The fight went the 10 round distance – and when the final bell sounded – almost everyone ringside, in the stands and on the internet though Walters was all set to walk away with a clear-cut unanimous decision victory.
Sosa entered the fight knocking out 13 consecutive opponents. He did not show that type of alpha-male aggression in this fight. He did take Walters power punches well, but there were spots where he could not be missed.
When Michael Buffer grabbed the microphone to announce the official decision – he show have started his speech with “STOP THE PRESS!”
The verdict from the three official judges was a majority draw. Judges Don Ackerman and Wynn Kintz scored the fight even at 95-95, while the third judge, Tom Schreck, saw it 96-94 for Sosa.
Soon after the fight, Carl Moretti, Vice President of Top Rank, said “They all stink. They shouldn’t judge again,”. That line speaks volumes since Top Rank promotes both Walters (26-0-1, 21 KOs) and Sosa (18-1-4, 14 KOs).
Maybe this was a case of the boxing industry giving Sosa’s co-promoter J. Russell Peltz an early retirement gift.
As previously mentioned, Sosa gave a good account of himself and was very game throughout the contest despite being pegged a 15-to-1 betting underdog where most “experts” felt he was being put in way over his head.
“I thought I won the fight,” Sosa said. “I was more active, I was more aggressive, I got better shots in, so I’m disappointed it was a draw.”
“I’m in total shock. I just can’t believe it,” Walters said. “I was in total control of the fight. He was a good fighter, but I was never in any danger. I was never hurt, and I just can’t believe it.”
The main event of the evening turned out to be the worst night of Bryant “By By” Jennings (19-2, 10 KOs) professional career. His opponent, Luis Ortiz of the Cuban national boxing system, was cool, calm and collected while setting up an impressive 7th round knockout victory.
Ortiz waisted no time getting busy, hammering the North Philly native with pin-point accurate punched. Jennings was wobbled on multiple occasions, but showed the heart of a lion and fought on.
Most of the fight was spent in the proverbial phone booth. The fighters stood in the middle of the ring, cranium-to-cranium, exchanging hard punches at close range.

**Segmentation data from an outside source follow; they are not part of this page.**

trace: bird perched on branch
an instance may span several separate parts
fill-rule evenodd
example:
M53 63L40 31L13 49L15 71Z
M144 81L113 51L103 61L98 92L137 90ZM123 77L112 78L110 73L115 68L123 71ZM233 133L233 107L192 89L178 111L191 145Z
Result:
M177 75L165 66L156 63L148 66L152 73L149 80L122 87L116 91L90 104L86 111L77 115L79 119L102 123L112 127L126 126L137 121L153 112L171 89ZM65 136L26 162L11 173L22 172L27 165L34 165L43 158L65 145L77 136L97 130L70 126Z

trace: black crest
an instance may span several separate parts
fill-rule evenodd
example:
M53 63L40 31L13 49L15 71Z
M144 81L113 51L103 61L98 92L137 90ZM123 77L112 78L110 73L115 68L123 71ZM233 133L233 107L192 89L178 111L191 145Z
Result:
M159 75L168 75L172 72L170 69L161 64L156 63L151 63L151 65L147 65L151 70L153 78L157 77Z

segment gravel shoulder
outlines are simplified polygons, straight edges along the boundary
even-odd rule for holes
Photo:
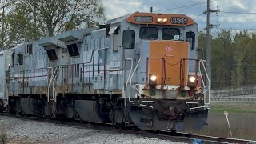
[[[24,120],[0,115],[0,133],[8,136],[8,143],[174,143],[158,138],[90,128],[76,128],[44,122]]]

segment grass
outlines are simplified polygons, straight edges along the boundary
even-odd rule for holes
[[[7,135],[4,133],[0,133],[0,144],[6,144],[7,142]]]

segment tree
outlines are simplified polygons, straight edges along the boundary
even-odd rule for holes
[[[96,26],[105,15],[101,0],[19,0],[9,19],[14,38],[27,41]]]

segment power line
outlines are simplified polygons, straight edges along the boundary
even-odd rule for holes
[[[237,12],[237,11],[219,11],[219,12],[227,13],[227,14],[256,14],[256,12]]]
[[[202,14],[204,14],[203,13],[202,13],[201,14],[198,15],[197,17],[195,17],[194,18],[193,18],[194,20],[195,20],[196,18],[201,17]]]
[[[189,9],[189,8],[190,8],[190,7],[192,7],[192,6],[195,6],[195,5],[198,5],[198,3],[200,3],[202,1],[202,0],[197,2],[196,3],[194,3],[194,4],[193,4],[193,5],[190,6],[188,6],[188,7],[186,7],[186,9],[184,9],[184,10],[182,10],[179,11],[178,14],[180,14],[180,13],[182,13],[182,12],[183,12],[183,11],[186,10],[187,9]],[[206,3],[206,2],[203,2],[203,3]]]

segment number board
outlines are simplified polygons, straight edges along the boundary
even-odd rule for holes
[[[187,18],[173,17],[171,18],[172,24],[187,24]]]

The uppercut out of Ortiz southpaw stance was the most effective weapon as he caught Jennings continuously leaning in. He is very nimble for a big man – and his fancy foot work set up the end of the fight as a quick slide step gave an opponent to connect with a huge left uppercut which sent Jennings to the canvas for the first time as a professional.
Jennings miraculously beat the count and continued to fight – but Ortiz stayed on the attack leaving referee Richard Pakozdi no option but to stop the fight.

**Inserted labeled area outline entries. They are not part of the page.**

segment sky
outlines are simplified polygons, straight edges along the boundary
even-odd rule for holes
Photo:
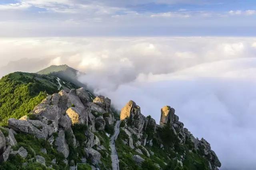
[[[2,37],[255,36],[254,0],[2,0]]]
[[[255,21],[251,0],[2,0],[0,77],[68,64],[119,109],[174,107],[221,170],[254,170]]]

Jennings, boxing for the first time since facing then-champion Wladimir Klitschko, has now lost two in-a-row since starting off his career with 19 consecutive victories.
“I think it was me underestimating his pedigree and me thinking that my pressure would [be better than] his pedigree, and he outlasted me,” Jennings said. “That’s how it was. He was hitting me with clean punches, good punches.
“I wasn’t on my game, and he got the best of me tonight. I should have tried to wear him down earlier.”
Ortiz said “I was a little surprised, but it was a good thing he was able to get up,” “I knew he wasn’t right mentally when he got up. I wanted to knock him out, though. I didn’t want a TKO. But I did my job. I train hard in the gym and fight hard.”
The 36-year-old Ortiz complied a record of 343-19 as an amateur and is now 24-0, 21 KOs as a professional. Many think he can be a real force in this division. He spoke of his championship dreams after the bout and mentioned potential fights with new champion Tyson Fury or Deontay Wilder. No mention of Klitschko – who gets the first shot at Fury in a rematch after losing a snooze fest earlier this month.
Jennings was as game as it gets. He will take a lot of flack for this fight as it was his first with new trainer John David Jackson. Jennings spent his entire career with Philly trainer Fred Jenkins prior to this fight. During the HBO commentary, Bernard Hopkins said he agreed with the switch, adding that he thought the Jennings – Jenkins combo went as far as they could go and Jackson could get BY to a championship level.
Time will tell if the Jennings / JDJ team stays together for another fight.